Imagine that you're the head of a large organization that has branch offices around the world. It's your job to make sure that the pieces of your organization are operating smoothly. How would you do so? At a minimum, you'll periodically gather data from your branch offices in the form of reports and various quantitative measures of activity, productivity, and budget. You'll occasionally (but not always) be explicitly notified when there's a problem in one of the branch offices; the branch manager who wants to climb the corporate ladder (perhaps to get your job) may send you unsolicited reports indicating how smoothly things are running at his/her branch. You'll sift through the reports you receive, hoping to find smooth operations everywhere, but no doubt finding problems in need of your attention. You might initiate a one-on-one dialogue with one of your problem branch offices, gather more data in order to understand the problem, and then pass down an executive order ("Make this change!") to the branch office manager. 
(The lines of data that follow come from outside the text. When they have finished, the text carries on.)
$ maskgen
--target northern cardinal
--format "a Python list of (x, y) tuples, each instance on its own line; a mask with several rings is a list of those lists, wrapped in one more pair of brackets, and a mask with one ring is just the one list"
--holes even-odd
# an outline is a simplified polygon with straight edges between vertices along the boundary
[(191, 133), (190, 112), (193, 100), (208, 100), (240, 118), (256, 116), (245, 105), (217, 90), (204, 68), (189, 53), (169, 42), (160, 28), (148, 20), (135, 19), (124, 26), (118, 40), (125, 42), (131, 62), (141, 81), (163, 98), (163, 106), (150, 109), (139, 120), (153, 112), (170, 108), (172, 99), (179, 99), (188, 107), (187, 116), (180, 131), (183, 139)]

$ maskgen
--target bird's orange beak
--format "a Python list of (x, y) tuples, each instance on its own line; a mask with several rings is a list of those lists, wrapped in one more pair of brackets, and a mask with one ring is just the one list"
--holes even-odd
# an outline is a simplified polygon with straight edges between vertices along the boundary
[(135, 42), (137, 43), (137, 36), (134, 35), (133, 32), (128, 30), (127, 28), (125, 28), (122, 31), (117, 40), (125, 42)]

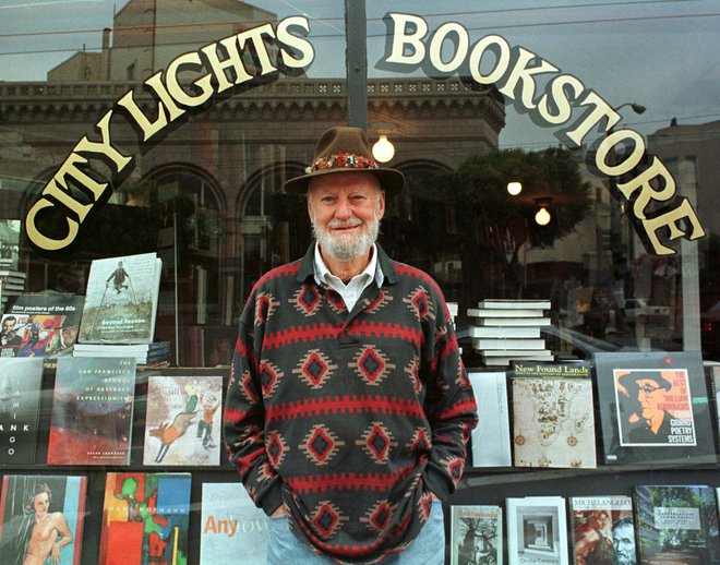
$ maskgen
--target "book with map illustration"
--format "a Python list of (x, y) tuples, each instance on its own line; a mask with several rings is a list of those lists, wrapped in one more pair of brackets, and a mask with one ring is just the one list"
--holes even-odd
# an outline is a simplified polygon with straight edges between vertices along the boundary
[(633, 492), (641, 565), (720, 564), (718, 505), (707, 485), (647, 485)]
[(470, 432), (472, 467), (509, 467), (509, 413), (505, 371), (469, 371), (478, 413), (483, 414)]
[(189, 472), (108, 472), (98, 565), (190, 563), (190, 486)]
[[(86, 477), (7, 474), (0, 495), (3, 565), (80, 565)], [(58, 561), (53, 557), (58, 546)]]
[(507, 498), (505, 514), (508, 563), (568, 565), (565, 498)]
[(49, 465), (128, 465), (135, 394), (132, 358), (58, 358)]
[(715, 460), (699, 352), (593, 353), (608, 464)]
[(451, 565), (503, 563), (503, 509), (451, 506)]
[(151, 376), (143, 464), (218, 465), (221, 404), (219, 375)]
[(512, 364), (517, 467), (597, 467), (589, 363)]
[[(200, 565), (265, 563), (267, 519), (237, 482), (203, 483)], [(288, 564), (290, 565), (290, 564)]]
[(572, 496), (573, 563), (636, 563), (633, 500), (624, 495)]
[(93, 261), (80, 325), (81, 344), (149, 344), (163, 262), (156, 253)]
[(41, 357), (0, 357), (0, 464), (35, 462)]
Implicit in this very common human scenario is an infrastructure for controlling the organization--the boss (you), the remote sites being controlled (the branch offices), your remote agents (the branch office managers), communication protocols (for transmitting standard reports and data, and for one-on-one dialogues), and data (the report contents and the quantitative measures of activity, productivity, and budget). Each of these components in human organizational management has a counterpart in network management. 

The architecture of a network management system is conceptually identical to this simple human organizational analogy. The network management field has its own specific terminology for the various components of a network management architecture, and so we adopt that terminology here. As shown in Figure 8.2, there are three principle components of a network management architecture: a managing entity (the boss in our above analogy--you), the managed devices (the branch office), and a network management protocol. 
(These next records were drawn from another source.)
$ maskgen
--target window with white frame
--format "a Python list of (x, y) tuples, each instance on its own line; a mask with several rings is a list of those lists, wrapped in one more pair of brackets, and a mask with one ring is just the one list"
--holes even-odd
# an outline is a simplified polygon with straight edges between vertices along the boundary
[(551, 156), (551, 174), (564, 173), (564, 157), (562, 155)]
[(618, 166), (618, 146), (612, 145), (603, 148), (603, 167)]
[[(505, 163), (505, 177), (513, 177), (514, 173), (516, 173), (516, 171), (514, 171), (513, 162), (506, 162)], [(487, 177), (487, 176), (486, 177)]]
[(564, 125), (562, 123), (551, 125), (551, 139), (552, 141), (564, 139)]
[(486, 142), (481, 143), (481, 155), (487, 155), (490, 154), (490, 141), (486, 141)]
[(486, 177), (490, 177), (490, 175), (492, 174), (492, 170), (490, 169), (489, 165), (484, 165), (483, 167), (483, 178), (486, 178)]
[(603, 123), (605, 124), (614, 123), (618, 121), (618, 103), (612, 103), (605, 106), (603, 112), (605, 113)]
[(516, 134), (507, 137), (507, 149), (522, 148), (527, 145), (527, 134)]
The managing entity is an application, typically with a human in the loop, running in a centralized network management station in the network operations center (NOC). The managing entity is the locus of activity for network management; it controls the collection, processing, analysis, and/or display of network management information. It is here that actions are initiated to control network behavior and here that the human network administrator interacts with the network devices. 

A managed device is a piece of network equipment (including its software) that resides on a managed network. This is the branch office in our human analogy. A managed device might be a host, router, bridge, hub, printer, or modem device. Within a managed device, there may be several so-called managed objects. These managed objects are the actual pieces of hardware within the managed device (for example, a network interface card), and the sets of configuration parameters for the pieces of hardware and software (for example, an intradomain routing protocol such as RIP). In our human analogy, the managed objects might be the departments within the branch office. These managed objects have pieces of information associated with them that are collected into a management information base (MIB); we'll see that the values of these pieces of information are available to (and in many cases able to be set by) the managing entity. In our human analogy, the MIB corresponds to quantitative data (measures of activity, productivity, and budget, with the latter being setable by the managing entity!) exchanged between the branch office and the main office. We'll study MIBs in detail in Section 8.3. Finally, also resident in each managed device is a network management agent, a process running in the managed device that communicates with the managing entity, taking local actions on the managed device under the command and control of the managing entity. The network management agent is the branch manager in our human analogy. 

The third piece of a network management architecture is the network management protocol. The protocol runs between the managing entity and the managed devices, allowing the managing entity to query the status of managed devices and indirectly take actions at these devices via its agents. Agents can use the network management protocol to inform the managing entity of exceptional events (for example, component failures or violation of performance thresholds). It's important to note that the network management protocol does not itself manage the network. Instead, it provides a tool with which the network administrator can manage ("monitor, test, poll, configure, analyze, evaluate and control") the network. This is a subtle, but important distinction. 

Although the infrastructure for network management is conceptually simple, one can often get bogged down with the network-management-speak vocabulary of "managing entity," "managed device," "managing agent," and "management information base." For example, in network-management-speak, our simple host monitoring scenario, "managing agents" located at "managed devices" are periodically queried by the "managing entity"--a simple idea, but a linguistic mouthful! Hopefully, keeping the human organizational analogy and its obvious parallels with network management in mind will be of help as we continue through this chapter. 

Our discussion of network management architecture above has been generic, and broadly applies to a number of the network-management standards and efforts that have been proposed over the years. Network-management standards began maturing in the late 1980s, with OSI CMISE/CMIP (the Common Management Service Element/Common Management Information Protocol) [Piscatello 1993; Stallings 1993; Glitho 1998] and the Internet SNMP (Simple Network-Management Protocol) [Stallings 1993; RFC 2570, Stallings 1999; Rose 1996] emerging as the two most important standards [Miller 1997; Subramanian 2000]. Both are designed to be independent of vendor-specific products or networks. Because SNMP was quickly designed and deployed at a time when the need for network management was becoming painfully clear, SNMP found widespread use and acceptance. Today, SNMP has emerged as the most widely used and deployed network management framework. We cover SNMP in detail in the following section.